Chorsingen kann man nicht studieren – und so haben wir die Akademie und die Schola gegründet, um Gesangsstudierenden etwas von der Faszination der Arbeit im Profichor zu vermitteln und ihnen einen Einblick in das Berufsleben als ChorsängerIn zu geben. Was aber macht es so attraktiv, im Rundfunkchor Berlin zu singen? Sabine Eyer (Alt) und Jörg Schneider (Bass) liefern die Antworten.
Was macht es so reizvoll, im Rundfunkchor Berlin zu singen?

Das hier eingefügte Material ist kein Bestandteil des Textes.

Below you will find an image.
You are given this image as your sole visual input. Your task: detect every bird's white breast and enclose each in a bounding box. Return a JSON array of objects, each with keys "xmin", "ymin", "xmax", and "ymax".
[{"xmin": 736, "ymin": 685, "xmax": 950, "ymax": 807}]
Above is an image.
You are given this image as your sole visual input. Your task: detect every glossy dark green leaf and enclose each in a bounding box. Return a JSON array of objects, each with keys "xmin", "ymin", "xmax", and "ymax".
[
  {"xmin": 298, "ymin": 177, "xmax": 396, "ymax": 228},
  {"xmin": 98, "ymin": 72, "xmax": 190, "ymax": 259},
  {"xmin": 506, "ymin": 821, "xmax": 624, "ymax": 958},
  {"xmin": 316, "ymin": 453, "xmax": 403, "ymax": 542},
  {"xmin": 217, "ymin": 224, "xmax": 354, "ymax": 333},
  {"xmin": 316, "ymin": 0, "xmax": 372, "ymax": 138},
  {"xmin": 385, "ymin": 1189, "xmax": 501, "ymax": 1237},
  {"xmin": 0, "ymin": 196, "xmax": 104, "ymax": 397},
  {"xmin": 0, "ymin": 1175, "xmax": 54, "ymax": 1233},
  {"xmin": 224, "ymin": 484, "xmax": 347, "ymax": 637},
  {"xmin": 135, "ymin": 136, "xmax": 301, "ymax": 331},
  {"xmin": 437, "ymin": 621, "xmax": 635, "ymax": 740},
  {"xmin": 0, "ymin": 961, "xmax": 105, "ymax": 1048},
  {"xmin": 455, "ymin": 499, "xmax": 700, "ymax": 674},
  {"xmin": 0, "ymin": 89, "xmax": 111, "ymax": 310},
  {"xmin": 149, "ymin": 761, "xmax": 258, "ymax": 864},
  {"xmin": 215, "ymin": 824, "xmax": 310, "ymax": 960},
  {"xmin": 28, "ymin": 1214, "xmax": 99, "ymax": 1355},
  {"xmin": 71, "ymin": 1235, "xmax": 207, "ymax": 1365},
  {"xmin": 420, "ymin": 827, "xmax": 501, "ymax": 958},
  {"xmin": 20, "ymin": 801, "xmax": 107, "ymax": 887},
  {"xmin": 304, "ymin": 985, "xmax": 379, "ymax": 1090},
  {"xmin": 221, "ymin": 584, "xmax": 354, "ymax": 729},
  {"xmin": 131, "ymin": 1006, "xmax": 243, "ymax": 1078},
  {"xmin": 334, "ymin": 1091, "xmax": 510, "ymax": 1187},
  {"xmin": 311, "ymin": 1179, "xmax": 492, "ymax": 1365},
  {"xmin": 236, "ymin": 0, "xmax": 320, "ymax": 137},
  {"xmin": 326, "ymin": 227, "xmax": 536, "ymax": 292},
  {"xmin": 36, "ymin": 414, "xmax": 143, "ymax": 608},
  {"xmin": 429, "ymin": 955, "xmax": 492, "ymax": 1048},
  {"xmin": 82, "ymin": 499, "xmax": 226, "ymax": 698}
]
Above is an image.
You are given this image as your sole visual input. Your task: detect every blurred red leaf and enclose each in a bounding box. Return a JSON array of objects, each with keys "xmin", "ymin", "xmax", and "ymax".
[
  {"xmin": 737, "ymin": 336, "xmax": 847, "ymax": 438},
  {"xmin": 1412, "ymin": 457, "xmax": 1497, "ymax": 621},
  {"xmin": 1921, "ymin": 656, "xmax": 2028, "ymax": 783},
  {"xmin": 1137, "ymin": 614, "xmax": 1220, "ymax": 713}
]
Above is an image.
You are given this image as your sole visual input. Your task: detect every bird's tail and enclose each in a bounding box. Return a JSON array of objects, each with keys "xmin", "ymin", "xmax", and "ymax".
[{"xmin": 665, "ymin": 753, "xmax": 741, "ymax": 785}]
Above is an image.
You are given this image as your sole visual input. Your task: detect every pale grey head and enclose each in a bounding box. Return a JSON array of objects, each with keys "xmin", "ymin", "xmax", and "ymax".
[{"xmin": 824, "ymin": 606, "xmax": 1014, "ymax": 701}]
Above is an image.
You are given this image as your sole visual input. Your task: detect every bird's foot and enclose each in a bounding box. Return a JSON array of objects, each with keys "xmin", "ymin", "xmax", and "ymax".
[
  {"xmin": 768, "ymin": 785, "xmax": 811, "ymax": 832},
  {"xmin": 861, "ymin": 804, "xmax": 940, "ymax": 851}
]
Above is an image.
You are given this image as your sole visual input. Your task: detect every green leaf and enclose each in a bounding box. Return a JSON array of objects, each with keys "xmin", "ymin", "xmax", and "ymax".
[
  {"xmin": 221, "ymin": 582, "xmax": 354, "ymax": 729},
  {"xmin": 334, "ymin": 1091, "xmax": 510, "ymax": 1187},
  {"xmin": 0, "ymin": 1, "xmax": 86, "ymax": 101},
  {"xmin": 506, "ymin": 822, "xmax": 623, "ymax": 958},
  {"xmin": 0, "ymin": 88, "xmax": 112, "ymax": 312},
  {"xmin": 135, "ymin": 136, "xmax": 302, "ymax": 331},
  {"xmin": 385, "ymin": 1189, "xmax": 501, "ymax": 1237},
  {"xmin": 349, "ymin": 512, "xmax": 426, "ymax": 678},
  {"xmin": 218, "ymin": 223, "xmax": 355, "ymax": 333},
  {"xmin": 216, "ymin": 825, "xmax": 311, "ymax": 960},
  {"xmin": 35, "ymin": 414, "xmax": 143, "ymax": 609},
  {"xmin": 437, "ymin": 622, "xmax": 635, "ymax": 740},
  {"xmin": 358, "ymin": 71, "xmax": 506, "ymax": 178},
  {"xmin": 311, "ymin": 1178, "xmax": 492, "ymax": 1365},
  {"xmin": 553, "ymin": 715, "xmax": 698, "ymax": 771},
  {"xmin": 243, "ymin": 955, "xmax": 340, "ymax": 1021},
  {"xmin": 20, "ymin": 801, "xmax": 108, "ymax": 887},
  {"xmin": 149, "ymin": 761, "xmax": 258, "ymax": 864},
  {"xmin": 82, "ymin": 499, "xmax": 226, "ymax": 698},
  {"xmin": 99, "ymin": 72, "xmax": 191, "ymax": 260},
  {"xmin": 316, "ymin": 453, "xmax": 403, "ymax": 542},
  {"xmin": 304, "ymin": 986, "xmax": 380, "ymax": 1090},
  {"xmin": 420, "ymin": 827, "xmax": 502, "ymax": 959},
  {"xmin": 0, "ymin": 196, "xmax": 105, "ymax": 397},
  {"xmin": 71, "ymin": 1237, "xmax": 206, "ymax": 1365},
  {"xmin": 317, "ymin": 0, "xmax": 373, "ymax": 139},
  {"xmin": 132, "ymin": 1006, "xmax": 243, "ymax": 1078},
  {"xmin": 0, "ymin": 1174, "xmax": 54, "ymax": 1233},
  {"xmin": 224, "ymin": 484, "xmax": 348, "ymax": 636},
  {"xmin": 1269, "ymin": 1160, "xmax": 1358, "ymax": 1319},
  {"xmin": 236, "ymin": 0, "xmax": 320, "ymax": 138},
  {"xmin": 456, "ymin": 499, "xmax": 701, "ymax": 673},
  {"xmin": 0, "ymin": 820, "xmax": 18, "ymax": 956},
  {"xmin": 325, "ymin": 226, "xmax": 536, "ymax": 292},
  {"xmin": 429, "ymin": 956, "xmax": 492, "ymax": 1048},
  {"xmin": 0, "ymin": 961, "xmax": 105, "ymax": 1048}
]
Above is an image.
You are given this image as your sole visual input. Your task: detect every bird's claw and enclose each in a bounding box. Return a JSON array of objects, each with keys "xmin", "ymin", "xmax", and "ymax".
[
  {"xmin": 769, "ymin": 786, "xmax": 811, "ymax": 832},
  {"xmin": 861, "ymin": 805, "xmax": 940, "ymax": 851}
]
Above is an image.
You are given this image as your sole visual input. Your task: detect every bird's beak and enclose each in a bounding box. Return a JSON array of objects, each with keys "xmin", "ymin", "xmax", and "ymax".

Schneider: Schon während meines Studiums in Berlin habe ich gemerkt, dass man im Rundfunkchor alle Genres singen darf und ausfüllen muss. Und das fand ich als Musiker reizvoller als die Arbeit im Opernchor, obwohl ich die Oper auch sehr liebe. Aber beim Rundfunkchor Berlin singen wir Romantisches und Modernes mit Riesenorchestern ebenso wie A-cappella-Werke und klein besetzte Kammermusik. Und wir machen szenische Projekte – es gibt so gut wie nichts, was wir nicht schon gesungen hätten, seit ich dabei bin. Das ist ein großer Luxus.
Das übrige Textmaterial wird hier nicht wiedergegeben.